Tuesday, June 18, 2013

Sharp Center and Mist Maker

If you were doing photography in the 1950's, 1960's, or 1970's it is likely that you have heard of Spiratone.  The company sold a wide variety of camera accessories and advertised in the photo magazines.  They had a store in Manhattan and did a booming mail order business. The company started from a small photo developing operation ran by Fred Spira and his father in the 1940's.  Spira was one of the first to import Japanese made accessories.  Spiratone came along at just the right time, benefiting from the postwar boom in photography. The company survived until 1990, going out of business just three years after Fred Spira sold it. Fred Spira lived on until 2007. His obit was in the New York Times if you'd like to know a little more about him and his company. A lot of items from Spiratone are still around.  I did a search for Spiratone on Ebay just now and there were 284 results.















































I came across a couple of Spiratone filters in a box of filters that I was given. The one used for the image above is called "Center Sharp Lens".  When I put this filter on and look through the viewfinder there is a in-focus center surrounded by a blurry ring. 

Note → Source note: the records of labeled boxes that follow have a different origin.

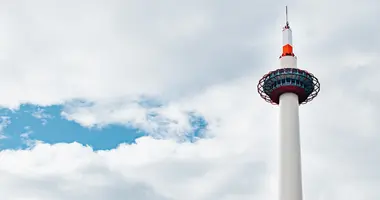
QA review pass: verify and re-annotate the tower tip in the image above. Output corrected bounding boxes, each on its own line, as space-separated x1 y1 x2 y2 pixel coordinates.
285 6 289 28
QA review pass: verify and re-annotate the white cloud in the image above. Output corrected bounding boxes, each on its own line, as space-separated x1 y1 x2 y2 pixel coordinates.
0 0 380 200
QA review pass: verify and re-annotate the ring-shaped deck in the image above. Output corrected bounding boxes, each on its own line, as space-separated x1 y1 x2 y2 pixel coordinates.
257 68 320 104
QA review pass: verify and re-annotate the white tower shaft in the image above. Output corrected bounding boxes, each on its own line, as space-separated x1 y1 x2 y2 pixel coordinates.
279 6 302 200
279 93 302 200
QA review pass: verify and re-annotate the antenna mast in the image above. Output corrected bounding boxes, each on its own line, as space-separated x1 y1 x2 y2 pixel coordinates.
285 6 289 28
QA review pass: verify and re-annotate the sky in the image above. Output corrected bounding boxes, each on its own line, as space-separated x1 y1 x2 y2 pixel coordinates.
0 0 380 200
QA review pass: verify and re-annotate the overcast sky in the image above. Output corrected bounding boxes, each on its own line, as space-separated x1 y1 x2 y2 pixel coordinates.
0 0 380 200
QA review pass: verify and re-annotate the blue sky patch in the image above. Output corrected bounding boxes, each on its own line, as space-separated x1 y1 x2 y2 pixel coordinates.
0 105 207 150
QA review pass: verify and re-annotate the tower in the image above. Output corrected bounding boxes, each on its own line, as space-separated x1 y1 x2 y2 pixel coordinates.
257 7 320 200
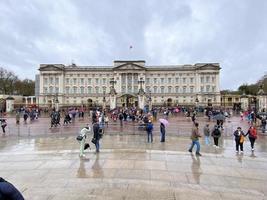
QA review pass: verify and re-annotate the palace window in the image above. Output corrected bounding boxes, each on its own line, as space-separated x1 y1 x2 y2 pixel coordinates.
153 86 158 93
95 87 99 94
160 86 164 94
80 87 84 94
87 87 92 94
66 87 70 94
73 87 77 94
49 77 54 84
206 85 210 92
134 86 138 93
168 86 172 93
183 86 186 93
175 87 179 93
44 78 48 85
44 87 47 93
121 86 126 93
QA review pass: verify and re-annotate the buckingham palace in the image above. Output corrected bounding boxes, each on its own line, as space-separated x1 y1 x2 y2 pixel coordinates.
36 60 221 109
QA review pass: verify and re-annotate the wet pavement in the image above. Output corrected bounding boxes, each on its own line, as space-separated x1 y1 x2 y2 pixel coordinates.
0 113 267 200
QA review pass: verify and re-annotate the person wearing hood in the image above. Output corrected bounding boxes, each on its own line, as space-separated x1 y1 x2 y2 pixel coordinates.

This filter seems to do a little more than just make the edges of a photo soft. 






































It also seems add a glow to the image.















































So far I have just made a few images with this filter, however I think it has the potential to be useful.

The other filter is called "Mist Maker".















































To me the Mist Maker seems to diffuse more brightly lighted objects in an image.















































Again so far I have just taken a few images with this one and while I think it could be useful it will take more trials to figure out how that can best be done.

Back in the days before Photoshop, filters like these were about the only way to add effects to your photos.  And I know that there are many who would say that such effects are more easily done in Photoshop.  I'm not going to enter into that argument since I don't think there is a right or wrong here. For myself it is still fun on occasion to see what these filters will do, however I am personally aware that Photoshop can yield the same pleasure.